Regression and Classification Flashcards
(56 cards)
Accuracy
Correct / Total. Good when equal consequences from false positive or false negative (e.g., manufacturing QC, weather, manufacturing stock prediction, school grades)
AUC
Area under the ROC curve - represents the chances that a randomly positive will have higher ranking than random negative. Coin is .5, perfect is 1. Good general way to choose between models for a balanced dataset.
Batch Gradient Descent
Graident Descent Algorithm that goes through the entire data set to calculate partial derivatives and update weight and bias
Batch Size
The number of examples used in a single learning iteration (before updating weight and bias)
Binary classification
Type of classification that predicts one of two mutually exclusive classes - positive and negative
Clasification
Learning models that attempt to predict a defined number of categories that can be numbers or or non-numeric (e.g., dog, cat, bird)
Class-Imbalanced
A dataset for a classification problem where the number of labels of each class differs significantly
Common causes of data quality and reliability issues
Omitted, duplicate, value errors, label errors, bad sections
Confusion matrix
Used to summarize the performance of a classification algorithm. Typically a 2x2 with actual vs predicted with actual as rows and predicted as values
Cost function
A combination across all loss functions.
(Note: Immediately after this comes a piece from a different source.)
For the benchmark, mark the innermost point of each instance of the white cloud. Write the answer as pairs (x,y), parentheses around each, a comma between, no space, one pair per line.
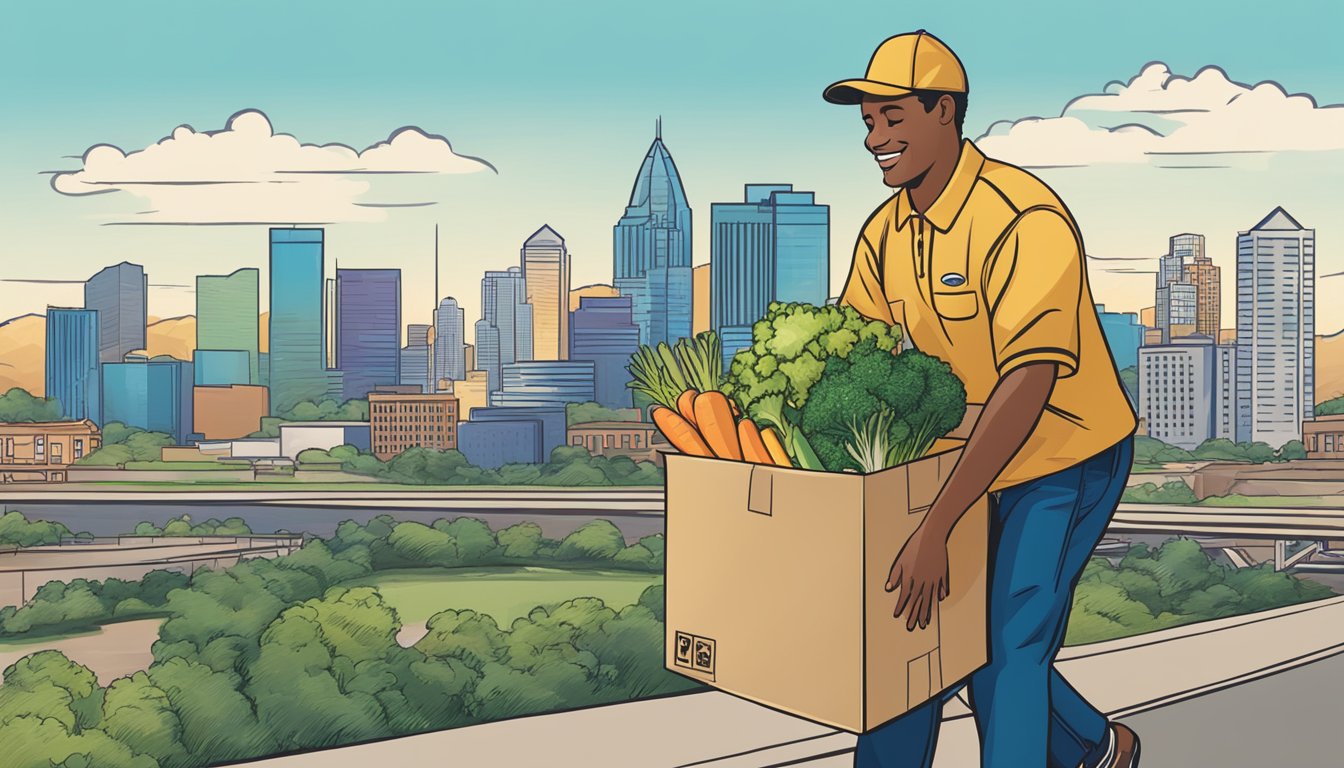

May include some sort of penalty for complexity.
Decision boundary
A surface or line that separates different classes predited by a classification algorithm. It markes the boundary of one class vs another.
Early stopping
Regularization method that stops before training loss stops decreasing, stops when validation loss increases (or generalization performance worsens)
epoch
A full training pass over the entire training set (every example processed once). 1 epoch = 1/batch size
false positive rate
FP / (FP + TN) - rate that negative is accidentally called a positive. This is the x-axis for ROC curve.
Feature
Individual model input that is an individual property or characteristic typically represented by columns (or “x” in a model formula)
Feature engineering
Using intuition to design new features by transforming or combining original features (using depth and width to define “area”)
Feature scaling
Scaling the range of features to improve gradient descent performance - typically done via mean normalization or z-score normalization. Goal is generally -1 < x < 1
Gradient Descent
An optimization function to minimize a loss function by iteratitvely adjusting the parameters of a model based on the partial derivatives that point in the steepest direction of the loss function.
Hyperparameters
The variables that you or a hyperparameter tuning service adjust between successive runs of training a model. (e.g., learning rate). This is in contast to parameters, like weight and bias that the model learns during training.
L1 loss
A loss function used for regression that calculates the aboslute difference between actual labels and what a model predicts. L1 loss is less sensitive to outliars than L2 loss.
L1 Regularization
A type of regularization that penalizes weights in proportion to the sum of the absolute value of the weights. L1 regularization helps drive weights of irrelevant or almost irrelevant features to exactly 0 - removing it from the model.
L2 Loss
A loss function used for regression that calculates the square of the difference between actual labels and what amodel predicts. L2 loss is more sensitive to outliars than L1 loss.
L2 Regularization
A type of regularization that penalizes weights in proportion to the sum of the square of the weights. L2 regularization helps drive outlier weights closer to zero (but not zero). Those with low 0 values stay in the model. L2 regularization always improves generalization in linear models.
Label
A label is the target output or value that a model is trained to predict. It represents the answer or ground truth for a single data point in supervised learning. Also known as target.